Condolences to those innocents who had to change their passwords or had personal information leaked, but having an attention-seeking hacking group around is not necessarily all negative.

There’s a common misconception that all this hacking is to get a few laughs/lulz – an idea the group members put forth themselves. But the antisec movement (that’s antisecurity) is more than crude anarchy. There’s an ethos, even though hackers involved don’t always follow it.

One goal is to hold up a mirror to internet culture and its addiction to scandal and entertainment. A loftier one is to bring attention to online security holes and the companies or governments that don’t care or know enough to patch them.

More than a decade old, the movement draws attention to flaws in security that could be exploited for purposes more evil than its own. “Hey innocent people whose data we leaked: blame @Sony,” read a tweet from LulzSec.

Classic hackers, eh? Not necessarily white hats, i.e. good guys, but not as nefarious as they could be.

The Lulzes have been hostile toward the press. When a reporter asked LulzSec for an interview, he got this reply: “sure. in which hole of yours would you prefer i stick my penis?”

I contacted LulzRaft by signing up for Hushmail, a Vancouver-based anonymous email service, and guessing the Canadian hacker(s) would be at lulzraft@hushmail.com.

I asked LulzRaft whether he or she was headed for shore or toward another publicity-netting hack.
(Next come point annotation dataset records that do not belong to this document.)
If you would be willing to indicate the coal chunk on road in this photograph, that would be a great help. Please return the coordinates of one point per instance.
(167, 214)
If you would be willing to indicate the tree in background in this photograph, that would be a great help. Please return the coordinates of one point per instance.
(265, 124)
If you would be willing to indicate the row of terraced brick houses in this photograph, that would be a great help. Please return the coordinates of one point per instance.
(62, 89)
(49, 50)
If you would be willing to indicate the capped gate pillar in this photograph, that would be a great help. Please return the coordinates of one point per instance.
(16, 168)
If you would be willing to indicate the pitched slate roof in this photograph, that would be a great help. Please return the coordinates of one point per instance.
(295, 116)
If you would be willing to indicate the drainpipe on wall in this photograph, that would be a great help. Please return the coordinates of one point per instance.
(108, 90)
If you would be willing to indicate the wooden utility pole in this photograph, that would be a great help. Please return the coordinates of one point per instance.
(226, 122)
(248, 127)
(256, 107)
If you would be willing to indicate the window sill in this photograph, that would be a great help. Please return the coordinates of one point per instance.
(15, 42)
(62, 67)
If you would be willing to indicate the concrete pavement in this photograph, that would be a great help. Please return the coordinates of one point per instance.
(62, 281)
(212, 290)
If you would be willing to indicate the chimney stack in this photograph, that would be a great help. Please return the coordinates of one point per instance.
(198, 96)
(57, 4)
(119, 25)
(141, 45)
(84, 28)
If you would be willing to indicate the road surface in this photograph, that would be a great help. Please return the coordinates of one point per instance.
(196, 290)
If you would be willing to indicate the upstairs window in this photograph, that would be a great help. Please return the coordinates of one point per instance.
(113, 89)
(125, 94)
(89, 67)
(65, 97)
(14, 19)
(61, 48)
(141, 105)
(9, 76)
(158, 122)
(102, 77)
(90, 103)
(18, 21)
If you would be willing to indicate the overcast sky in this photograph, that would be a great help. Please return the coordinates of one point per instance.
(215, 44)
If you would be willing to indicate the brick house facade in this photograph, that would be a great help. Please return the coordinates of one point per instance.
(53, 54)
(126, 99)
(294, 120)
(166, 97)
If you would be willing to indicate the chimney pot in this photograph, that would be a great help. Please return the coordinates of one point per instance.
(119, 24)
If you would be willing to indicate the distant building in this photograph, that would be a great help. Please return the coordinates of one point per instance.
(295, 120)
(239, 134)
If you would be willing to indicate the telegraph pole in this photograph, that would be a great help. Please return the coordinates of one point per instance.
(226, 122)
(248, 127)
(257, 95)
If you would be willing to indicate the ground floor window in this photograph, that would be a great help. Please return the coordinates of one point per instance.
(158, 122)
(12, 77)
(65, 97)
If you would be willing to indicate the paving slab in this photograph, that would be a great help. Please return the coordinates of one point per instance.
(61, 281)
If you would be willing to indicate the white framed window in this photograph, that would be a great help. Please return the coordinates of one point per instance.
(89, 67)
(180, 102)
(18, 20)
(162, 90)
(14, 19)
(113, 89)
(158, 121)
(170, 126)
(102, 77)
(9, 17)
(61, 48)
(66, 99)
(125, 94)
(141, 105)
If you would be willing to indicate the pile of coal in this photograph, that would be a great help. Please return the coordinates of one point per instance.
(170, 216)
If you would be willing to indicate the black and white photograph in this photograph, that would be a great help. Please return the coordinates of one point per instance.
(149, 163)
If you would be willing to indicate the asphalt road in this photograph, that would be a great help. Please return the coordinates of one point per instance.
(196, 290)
I was prepared for abuse.

“We’re not yet sure what direction we’re headed,” read the surprisingly civilized reply.

Earlier in June, it fooled the media and Conservative MPs when it broke into conservative.ca and posted a story about PM Stephen Harper choking on a hash brown. (“Prime Minister Rushed To Hospital After Breakfast Incident,” read the fake release.)

Isn’t it in the public interest to know security is a leaky operation in government circles? Doesn’t this highlight a larger security hole that needs to be patched?

When any group, company or organization has been hacked, it should be mandatory for it to reveal that immediately – a warning to the public that there’s been a breach.

This is already mandated by legislation in some states. Governments in Canada should follow. Or else all this security hacking is in fact just for lulz.